Canadian Grdina is a Vancouver-based guitarist, composer, improviser, and master oud player who is incredibly active in improvisational and experimental music of many kinds, most of it based around Middle Eastern and specifically Persian themes. On The Marrow he and a top notch jazz ensemble join with Persian vocalist Fathieh Honari on a deeply trance-like set that focuses squarely on his masterful oud playing.
I’ve loved the sound of the oud for many years now, having enjoyed the playing of Sandy Bull, Barbarito Torres, and others – and most recently Anouar Brahem. Brahem’s Blue Maqams is a true desert island disc for me, showcasing his compositions and playing in an ensemble of world class jazz musicians. The Marrow is quite similar in many ways, melding Persian and improvised music with cellist Hank Roberts, bassist Mark Helias, and the Iranian-Canadian percussionist Hamin Honari. The passionate vocals of Hamin Honari’s mother, Fathhieh Honari, pushes it to an even higher level. It’s improvised world music of the highest order.
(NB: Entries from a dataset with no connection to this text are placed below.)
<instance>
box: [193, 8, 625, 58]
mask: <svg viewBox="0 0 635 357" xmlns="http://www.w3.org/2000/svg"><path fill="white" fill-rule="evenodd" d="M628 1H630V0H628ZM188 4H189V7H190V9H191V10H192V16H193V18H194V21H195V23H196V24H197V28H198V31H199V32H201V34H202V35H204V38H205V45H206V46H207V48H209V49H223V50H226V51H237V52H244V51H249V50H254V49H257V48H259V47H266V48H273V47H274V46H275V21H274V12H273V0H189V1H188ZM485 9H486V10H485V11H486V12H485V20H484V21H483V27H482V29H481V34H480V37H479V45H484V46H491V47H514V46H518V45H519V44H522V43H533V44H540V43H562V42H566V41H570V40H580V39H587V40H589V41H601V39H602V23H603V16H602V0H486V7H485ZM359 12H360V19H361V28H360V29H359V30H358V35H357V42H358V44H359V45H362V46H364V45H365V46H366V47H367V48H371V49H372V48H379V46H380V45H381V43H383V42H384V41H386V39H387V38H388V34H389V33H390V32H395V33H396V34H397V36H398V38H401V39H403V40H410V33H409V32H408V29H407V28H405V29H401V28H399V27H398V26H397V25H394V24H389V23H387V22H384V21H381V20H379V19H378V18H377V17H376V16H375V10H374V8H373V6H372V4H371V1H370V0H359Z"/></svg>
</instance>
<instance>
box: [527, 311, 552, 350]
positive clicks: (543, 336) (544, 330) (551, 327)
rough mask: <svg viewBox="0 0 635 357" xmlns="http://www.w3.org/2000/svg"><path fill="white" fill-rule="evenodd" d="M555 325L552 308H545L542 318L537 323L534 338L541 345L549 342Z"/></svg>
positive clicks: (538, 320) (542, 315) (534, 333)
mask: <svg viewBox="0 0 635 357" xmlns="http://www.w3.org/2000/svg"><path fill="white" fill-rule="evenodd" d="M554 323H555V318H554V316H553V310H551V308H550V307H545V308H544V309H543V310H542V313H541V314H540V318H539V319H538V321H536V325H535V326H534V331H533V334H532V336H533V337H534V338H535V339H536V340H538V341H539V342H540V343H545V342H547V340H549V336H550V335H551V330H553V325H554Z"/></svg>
The album has only six tracks but they all offer fairly full explorations of musical themes and improvisations, so you definitely get your money’s worth. The 12-minute opener in itself deeply explores the possibilities of this ensemble, from Fathieh Honaris deeply meditative vocal incantations of the words of 13th century Persian poet Rumi, through the stirring sections in which percussion, cello and oud explore the melody in unison, and especially the improvisations on Roberts’ cello first, then a dervish of a duet on percussion and oud.
The fourth track “Break The Branch” similarly offers up Rumi’s transcendant poetry in a genre-blurring setting that’s as much modern jazz as Middle Eastern. Both “Raqib” and “Raqs e Parvaneh” are arrangements of popular songs from the 1960s and ’70s, the latter having a more traditional sound even with the unexpected presence of cello, particularly with the use of a tabla-type hand drum; deep bass drone introduces “Raqib,” which after a theme setting intro launches into a call-and-response sing along. Bass and cello combine for even more amazing droning accompaniment to Honaris’ vocals on the haunting traditional Baluchi song “Qalandar” that closes the album. (Helias’s bass playing on the intro honestly reminds me of some of the more experimental playing of Joey Burns on some of Calexico’s improvisational offerings of the early late Nineties.) This one too ends up with some stirring ensemble vocals — the song sounds like it should accompany a folk dance.
The Marrow is part of a dual album release by Grdina this spring. The other, aptly titled Duo Work features Grdina’s experimental electric guitar playing along with German drum virtuoso Christian Lillinger, which is not reviewed here.
The Marrow is highly recommended to World music fans, particularly those who enjoy oud, Persian and Arabic music, and improvised music.